ええっ,こうやっていたの?! 空気バルブのはんだ付け

 スプレー缶に自転車のタイヤの空気バルブをはんだ付けして,空気の重さを量る実験があります。
 このはんだ付けが大変難しく,はんだごてでやってもまともにくっついたことはありませんでした。
 そこで,スプレー缶の上から空気を入れる方法を奨励し,『楽しくわかる物理実験事典』(東京書籍)にも書いていたくらいです。
 しかし,はんだ付けは簡単でした。
 以下は,2003年科教協関東ブロック集会の科学お楽しみ広場で,足立理科サークルの小幡勝さんに実演して教えていただいたものです。ただし,この方法は代々受け継がれているようで,どなたがオリジナルかはよく分かりません。

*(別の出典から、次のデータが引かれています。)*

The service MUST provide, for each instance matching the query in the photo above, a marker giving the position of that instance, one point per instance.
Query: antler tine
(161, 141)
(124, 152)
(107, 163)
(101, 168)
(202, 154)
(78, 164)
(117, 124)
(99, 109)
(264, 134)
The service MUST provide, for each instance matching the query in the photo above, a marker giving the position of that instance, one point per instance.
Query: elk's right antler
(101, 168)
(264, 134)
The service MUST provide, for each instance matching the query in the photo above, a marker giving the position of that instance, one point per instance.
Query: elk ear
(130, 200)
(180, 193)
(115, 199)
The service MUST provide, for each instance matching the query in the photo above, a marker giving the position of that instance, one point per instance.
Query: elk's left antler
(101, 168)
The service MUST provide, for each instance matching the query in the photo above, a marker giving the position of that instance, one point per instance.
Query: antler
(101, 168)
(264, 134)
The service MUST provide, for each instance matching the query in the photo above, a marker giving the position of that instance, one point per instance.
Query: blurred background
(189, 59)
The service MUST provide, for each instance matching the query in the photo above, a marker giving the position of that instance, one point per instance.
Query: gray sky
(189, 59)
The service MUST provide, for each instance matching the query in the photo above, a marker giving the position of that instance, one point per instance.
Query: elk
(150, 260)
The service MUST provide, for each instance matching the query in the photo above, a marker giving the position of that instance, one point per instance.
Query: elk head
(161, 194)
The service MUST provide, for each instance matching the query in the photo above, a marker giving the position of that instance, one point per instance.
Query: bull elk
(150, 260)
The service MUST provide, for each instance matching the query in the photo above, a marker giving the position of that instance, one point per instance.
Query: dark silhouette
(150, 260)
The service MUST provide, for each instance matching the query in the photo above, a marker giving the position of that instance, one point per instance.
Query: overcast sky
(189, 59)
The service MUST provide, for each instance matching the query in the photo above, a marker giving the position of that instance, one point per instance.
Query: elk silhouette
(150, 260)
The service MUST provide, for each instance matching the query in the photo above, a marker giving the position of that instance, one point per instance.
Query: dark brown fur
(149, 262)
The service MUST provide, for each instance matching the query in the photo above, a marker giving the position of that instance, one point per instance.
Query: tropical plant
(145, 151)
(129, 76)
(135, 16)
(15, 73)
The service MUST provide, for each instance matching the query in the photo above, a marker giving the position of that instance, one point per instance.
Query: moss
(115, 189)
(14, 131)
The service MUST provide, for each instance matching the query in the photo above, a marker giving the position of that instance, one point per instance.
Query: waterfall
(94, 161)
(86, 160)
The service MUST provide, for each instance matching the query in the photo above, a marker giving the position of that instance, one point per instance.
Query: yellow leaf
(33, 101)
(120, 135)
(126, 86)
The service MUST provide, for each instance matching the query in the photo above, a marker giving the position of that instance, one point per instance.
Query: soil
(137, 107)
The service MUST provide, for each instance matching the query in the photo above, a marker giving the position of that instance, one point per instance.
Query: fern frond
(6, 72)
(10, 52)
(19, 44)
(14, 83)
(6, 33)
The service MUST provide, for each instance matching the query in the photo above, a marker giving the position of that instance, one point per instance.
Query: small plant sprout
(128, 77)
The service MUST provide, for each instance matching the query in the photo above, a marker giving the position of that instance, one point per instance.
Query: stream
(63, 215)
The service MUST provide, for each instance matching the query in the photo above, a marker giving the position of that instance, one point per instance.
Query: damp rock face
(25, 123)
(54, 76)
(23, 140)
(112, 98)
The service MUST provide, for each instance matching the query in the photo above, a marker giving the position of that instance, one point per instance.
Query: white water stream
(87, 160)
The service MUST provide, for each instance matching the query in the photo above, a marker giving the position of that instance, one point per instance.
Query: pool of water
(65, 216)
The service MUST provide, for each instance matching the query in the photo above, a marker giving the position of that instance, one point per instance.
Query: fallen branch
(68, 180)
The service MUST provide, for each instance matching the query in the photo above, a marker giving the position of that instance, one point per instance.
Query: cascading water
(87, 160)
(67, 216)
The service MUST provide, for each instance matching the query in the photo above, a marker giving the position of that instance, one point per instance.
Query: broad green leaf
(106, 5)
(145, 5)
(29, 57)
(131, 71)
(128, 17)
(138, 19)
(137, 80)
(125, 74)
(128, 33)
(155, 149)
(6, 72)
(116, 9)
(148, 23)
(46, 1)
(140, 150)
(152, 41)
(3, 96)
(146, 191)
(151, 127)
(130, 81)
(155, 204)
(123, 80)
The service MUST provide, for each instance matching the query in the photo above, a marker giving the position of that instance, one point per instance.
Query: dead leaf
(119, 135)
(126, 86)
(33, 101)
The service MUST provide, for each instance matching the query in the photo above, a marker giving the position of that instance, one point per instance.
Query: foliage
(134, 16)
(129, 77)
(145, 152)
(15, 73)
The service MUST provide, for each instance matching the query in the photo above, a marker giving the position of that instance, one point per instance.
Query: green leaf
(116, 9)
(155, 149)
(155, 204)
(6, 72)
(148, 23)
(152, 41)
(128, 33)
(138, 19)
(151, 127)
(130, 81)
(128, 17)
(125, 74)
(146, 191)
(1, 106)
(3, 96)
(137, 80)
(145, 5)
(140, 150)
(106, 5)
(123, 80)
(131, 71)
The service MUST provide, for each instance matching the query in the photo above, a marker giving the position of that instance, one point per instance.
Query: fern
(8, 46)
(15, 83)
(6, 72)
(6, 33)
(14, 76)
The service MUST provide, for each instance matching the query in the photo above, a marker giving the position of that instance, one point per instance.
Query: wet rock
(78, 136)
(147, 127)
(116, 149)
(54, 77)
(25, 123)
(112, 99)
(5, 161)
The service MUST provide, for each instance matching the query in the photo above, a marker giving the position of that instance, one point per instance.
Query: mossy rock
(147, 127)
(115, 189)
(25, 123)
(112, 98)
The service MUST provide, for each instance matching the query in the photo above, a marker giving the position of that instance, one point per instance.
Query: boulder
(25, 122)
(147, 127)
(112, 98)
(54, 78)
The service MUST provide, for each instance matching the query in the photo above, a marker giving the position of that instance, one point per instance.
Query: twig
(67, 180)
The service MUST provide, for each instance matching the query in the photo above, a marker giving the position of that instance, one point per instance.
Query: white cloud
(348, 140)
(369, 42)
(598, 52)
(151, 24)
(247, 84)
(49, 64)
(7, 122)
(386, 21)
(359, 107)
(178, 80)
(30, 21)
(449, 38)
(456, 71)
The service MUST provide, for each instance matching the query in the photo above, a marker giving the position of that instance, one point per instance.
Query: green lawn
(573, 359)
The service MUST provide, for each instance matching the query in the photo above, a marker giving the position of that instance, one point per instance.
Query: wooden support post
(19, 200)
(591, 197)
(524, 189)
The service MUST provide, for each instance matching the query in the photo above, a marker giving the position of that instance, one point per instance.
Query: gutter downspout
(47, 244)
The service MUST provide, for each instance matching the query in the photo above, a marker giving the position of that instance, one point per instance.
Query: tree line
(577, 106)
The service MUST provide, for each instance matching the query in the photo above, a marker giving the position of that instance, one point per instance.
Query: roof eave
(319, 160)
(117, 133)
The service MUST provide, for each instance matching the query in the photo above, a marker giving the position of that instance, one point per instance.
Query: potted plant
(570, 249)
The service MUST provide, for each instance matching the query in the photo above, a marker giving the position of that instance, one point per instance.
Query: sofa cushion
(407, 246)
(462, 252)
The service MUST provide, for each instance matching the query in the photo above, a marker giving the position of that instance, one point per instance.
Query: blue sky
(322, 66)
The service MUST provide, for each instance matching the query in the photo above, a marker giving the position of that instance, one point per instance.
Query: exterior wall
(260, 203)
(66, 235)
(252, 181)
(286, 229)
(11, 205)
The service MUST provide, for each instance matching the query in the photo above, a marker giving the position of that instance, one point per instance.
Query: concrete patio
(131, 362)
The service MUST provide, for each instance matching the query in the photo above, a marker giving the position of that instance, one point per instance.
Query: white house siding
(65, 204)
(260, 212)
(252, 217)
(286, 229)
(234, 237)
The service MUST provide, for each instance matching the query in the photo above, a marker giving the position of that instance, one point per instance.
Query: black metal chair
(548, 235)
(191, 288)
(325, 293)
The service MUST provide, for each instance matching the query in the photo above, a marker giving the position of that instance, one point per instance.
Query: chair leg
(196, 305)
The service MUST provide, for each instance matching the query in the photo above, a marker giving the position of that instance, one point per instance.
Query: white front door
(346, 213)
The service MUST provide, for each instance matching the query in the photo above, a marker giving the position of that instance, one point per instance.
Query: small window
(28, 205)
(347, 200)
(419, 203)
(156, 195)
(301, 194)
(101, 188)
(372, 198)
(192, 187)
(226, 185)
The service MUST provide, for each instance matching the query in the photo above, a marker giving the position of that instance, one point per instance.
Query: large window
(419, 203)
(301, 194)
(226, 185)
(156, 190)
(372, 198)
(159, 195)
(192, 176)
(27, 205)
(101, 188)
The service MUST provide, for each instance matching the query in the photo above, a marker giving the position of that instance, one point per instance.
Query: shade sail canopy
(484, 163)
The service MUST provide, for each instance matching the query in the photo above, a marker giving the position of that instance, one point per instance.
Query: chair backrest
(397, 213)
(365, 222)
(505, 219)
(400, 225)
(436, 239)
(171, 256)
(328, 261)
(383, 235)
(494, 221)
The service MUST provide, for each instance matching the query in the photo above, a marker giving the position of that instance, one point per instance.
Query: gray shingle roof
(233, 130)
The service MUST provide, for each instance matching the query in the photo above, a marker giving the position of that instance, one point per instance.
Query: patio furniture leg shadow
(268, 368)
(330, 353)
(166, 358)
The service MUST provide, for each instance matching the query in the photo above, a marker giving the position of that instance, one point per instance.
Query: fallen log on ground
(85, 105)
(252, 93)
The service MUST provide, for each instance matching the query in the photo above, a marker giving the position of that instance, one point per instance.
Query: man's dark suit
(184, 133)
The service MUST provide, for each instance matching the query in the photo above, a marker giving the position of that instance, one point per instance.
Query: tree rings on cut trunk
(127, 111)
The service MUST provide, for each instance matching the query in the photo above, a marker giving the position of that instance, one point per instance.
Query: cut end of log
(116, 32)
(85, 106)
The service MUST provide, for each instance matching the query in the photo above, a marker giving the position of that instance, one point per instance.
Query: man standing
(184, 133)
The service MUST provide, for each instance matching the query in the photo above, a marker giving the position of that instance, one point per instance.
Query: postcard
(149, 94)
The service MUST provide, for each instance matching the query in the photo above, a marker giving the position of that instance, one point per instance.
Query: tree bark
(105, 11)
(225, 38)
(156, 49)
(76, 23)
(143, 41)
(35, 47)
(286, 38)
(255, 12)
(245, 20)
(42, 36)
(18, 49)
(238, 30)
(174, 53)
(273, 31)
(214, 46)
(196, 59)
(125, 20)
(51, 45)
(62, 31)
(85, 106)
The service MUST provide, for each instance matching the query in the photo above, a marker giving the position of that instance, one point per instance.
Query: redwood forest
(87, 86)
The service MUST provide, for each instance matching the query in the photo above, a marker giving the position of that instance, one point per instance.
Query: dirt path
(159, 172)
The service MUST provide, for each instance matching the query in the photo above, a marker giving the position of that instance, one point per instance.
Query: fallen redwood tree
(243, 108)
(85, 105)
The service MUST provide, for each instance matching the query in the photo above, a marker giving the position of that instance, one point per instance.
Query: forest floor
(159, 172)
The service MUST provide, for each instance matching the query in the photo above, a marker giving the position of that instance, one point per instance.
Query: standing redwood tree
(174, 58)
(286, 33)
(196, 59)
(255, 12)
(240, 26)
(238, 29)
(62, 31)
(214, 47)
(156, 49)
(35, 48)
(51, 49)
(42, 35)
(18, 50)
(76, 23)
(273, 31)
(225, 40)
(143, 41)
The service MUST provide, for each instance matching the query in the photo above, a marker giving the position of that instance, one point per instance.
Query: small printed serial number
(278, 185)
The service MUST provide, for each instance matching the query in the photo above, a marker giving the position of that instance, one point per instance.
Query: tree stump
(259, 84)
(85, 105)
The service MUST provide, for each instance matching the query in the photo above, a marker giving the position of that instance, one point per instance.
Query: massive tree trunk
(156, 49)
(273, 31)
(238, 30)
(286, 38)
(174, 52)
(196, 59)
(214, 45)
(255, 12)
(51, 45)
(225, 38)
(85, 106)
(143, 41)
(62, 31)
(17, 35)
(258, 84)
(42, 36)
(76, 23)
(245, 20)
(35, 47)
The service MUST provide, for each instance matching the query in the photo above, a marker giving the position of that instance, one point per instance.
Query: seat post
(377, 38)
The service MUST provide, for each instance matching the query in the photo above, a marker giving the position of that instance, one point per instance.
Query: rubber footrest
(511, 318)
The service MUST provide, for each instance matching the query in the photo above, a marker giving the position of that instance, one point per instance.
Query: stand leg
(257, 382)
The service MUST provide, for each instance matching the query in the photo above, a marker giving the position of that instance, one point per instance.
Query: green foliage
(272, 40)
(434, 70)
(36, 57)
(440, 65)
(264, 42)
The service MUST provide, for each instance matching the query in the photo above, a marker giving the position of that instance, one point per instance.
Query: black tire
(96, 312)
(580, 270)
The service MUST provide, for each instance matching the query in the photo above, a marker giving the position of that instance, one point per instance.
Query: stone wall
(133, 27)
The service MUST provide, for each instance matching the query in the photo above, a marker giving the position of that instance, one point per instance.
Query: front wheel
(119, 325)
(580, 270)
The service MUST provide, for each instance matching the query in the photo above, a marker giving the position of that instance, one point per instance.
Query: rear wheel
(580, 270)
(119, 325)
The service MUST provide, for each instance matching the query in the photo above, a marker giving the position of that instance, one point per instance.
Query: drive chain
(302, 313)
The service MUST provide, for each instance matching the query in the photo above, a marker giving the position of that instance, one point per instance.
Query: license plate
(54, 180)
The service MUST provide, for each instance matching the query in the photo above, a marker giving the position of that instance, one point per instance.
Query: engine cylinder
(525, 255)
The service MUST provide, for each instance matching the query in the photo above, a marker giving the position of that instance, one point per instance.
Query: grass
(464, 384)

1.バルブをはんだ付けする面をヤスリで削り,塗料を落とします。
2.釘でたたいて穴を空けます。この時缶が少しへこみますが,その方がバルブが安定してはんだ付けできるようになるので心配なく。
3.写真のように,バルブの下の方にはんだをグルグル巻にして,穴にピタリと合わせて立てます。立てるには,穴あけの時に使った釘を差し込めばこの通り簡単です。後は,ペンチなどで押さえて転がらないようにします。

4.写真のように,バーナーではんだをあぶります。はんだは簡単に液体になりますから,それが固まるのを待てば完成です。全体を均等に加熱するには,このようにバーナーを2つ使うのがよいようです。

5.実に簡単ですが,はんだの具合はご覧の通り。とてもできの良い仕上がりになっています。